A mermaid on her way back to sea.

A fish out of water.

Two happy shellers, digging through someone's pile of cast offs.

A new sea turtle this week, but it hadn't dug a nest.

While I'm sure these are all fun to make and enjoyable to look at, they are like a maze sea turtles have to make their way through to find a suitable place to nest. I think their lives are already difficult enough. :( Maybe a turtle would just come to shore, take a look, and go back out to sea. It's pretty sad that we don't know how to share with the wildlife. They have no choice, but to share with us.

A group of chairs that were left out all night on the beach. There are signs all over the place, telling people not to do this. There are also signs by the condo pools, also telling guests not to take chairs away from the pool area, but here they are.

Two male Boat-Tailed Grackles were making beautiful noise to the female, trying to get her to choose between them. But from what I could see, she was playing hard to get.

Their black iridescent feathers looked beautiful in the sunlight.

This pile of chairs has been laying on the beach over a week. :(

Part of a Worm Shell and a Bubble Shell.

An Apple Murex and a Scallop.

Juvenile Florida Fighting Conch.

Another sea turtle and a friend.

Sea Horse

I hate to tell you this, but I had to confiscate Mr. Sandman's Corona eye lids.
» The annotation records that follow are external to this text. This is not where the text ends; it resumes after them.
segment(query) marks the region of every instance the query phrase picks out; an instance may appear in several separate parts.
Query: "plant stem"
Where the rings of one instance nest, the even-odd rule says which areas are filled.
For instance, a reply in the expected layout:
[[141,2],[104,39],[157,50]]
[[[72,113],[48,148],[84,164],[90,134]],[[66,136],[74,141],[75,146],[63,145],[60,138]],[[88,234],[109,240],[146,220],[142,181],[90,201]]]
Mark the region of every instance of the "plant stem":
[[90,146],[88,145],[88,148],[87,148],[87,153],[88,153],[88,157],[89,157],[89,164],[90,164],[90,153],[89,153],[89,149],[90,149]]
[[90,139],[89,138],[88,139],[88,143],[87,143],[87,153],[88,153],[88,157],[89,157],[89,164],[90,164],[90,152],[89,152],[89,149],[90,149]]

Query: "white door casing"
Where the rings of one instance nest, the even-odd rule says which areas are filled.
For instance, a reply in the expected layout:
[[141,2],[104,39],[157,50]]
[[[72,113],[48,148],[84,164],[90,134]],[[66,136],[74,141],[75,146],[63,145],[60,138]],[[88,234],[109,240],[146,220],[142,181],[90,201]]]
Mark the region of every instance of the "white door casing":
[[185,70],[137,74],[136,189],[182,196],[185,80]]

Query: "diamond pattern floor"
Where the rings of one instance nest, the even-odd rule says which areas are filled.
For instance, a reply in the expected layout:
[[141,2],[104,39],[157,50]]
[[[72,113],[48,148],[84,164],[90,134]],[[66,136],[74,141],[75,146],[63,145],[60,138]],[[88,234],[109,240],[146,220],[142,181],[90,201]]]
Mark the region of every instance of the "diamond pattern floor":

Look for the treasure below.

It's a Juvenile Horse Conch. :)

Woo~Hoo, see if you can find the next one. :)

Yes, another brighter colored one.

There's another small treasure lurking below.

A small Apple Murex.

A Button Shell and a tiny piece of coral.

A Rough Scallop and snorkle trash. :)

There was a light breeze on the way back, but still hot, and the temperature soon was 92. We still have no sea turtle nesting in our zone.